The US Supreme Court is to include a black female justice for the first time in its 233-year history after the Senate confirmed Justice Ketanji Brown Jackson to the nine-member bench.
Three Republicans crossed the aisle to seal her appointment by a vote of 53 to 47.
Justice Jackson's appointment fulfils President Joe Biden's campaign promise to put a black woman on the court, giving President Joe Biden a bipartisan endorsement for his promised effort to diversify the high court.
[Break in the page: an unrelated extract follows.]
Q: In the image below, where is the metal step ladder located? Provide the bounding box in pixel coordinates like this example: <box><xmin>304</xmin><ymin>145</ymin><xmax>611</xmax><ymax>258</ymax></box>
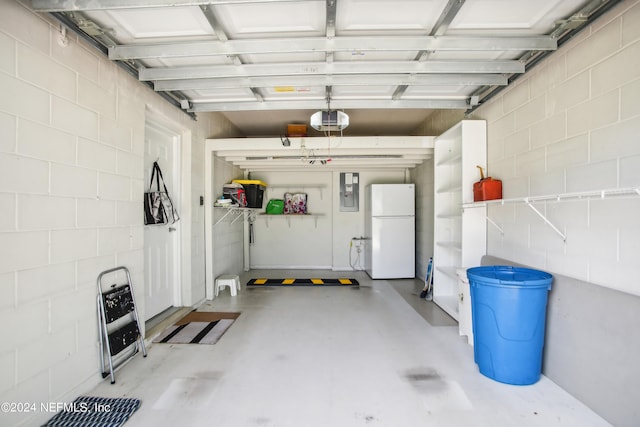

Cheers rang out in the Senate chamber as Jackson, a 51 year-old appeals court judge with nine years experience on the federal bench, was confirmed 53-47, mostly along party lines but with three Republican votes. Presiding over the vote was Vice President Kamala Harris, also the first Black woman to reach her high office.
Biden tweeted afterward that “we’ve taken another step toward making our highest court reflect the diversity of America.” Senate Majority Leader Chuck Schumer exulted that it was “a wonderful day, a joyous day, an inspiring day — for the Senate, for the Supreme Court and for the United States of America.”
Harris said as she left the Capitol that she was “overjoyed, deeply moved.”
Jackson, who currently serves on the US court of appeals for the DC circuit, will replace Stephen Breyer, 83, the most senior member of the court’s liberal bloc. Breyer, for whom Jackson clerked early in her legal career, said he intends to retire from the court this summer.
At 51, Jackson is young enough to serve on the court for decades. Her ascension, however, will do little to tilt the ideological balance of the high court, dominated by a 6-3 conservative majority. But it does mean for the first time in the court’s history that white men are in the minority.
Kamala Harris, the first Black woman to serve as US vice-president, presided over the Senate vote as Jackson became the first Black woman to join the supreme court, underscoring the historic nature of her confirmation. Harris called for the final vote on Jackson’s nomination with a smile on her face, and the chamber broke into loud applause when the judge was confirmed.
“Today, we are taking a giant, bold and important step on the well-trodden path to fulfilling our country’s founding promises,” Senate majority leader Chuck Schumer said just before the final vote. “This is a great moment for Judge Jackson. But it is an even greater moment for America as we rise to a more perfect union.”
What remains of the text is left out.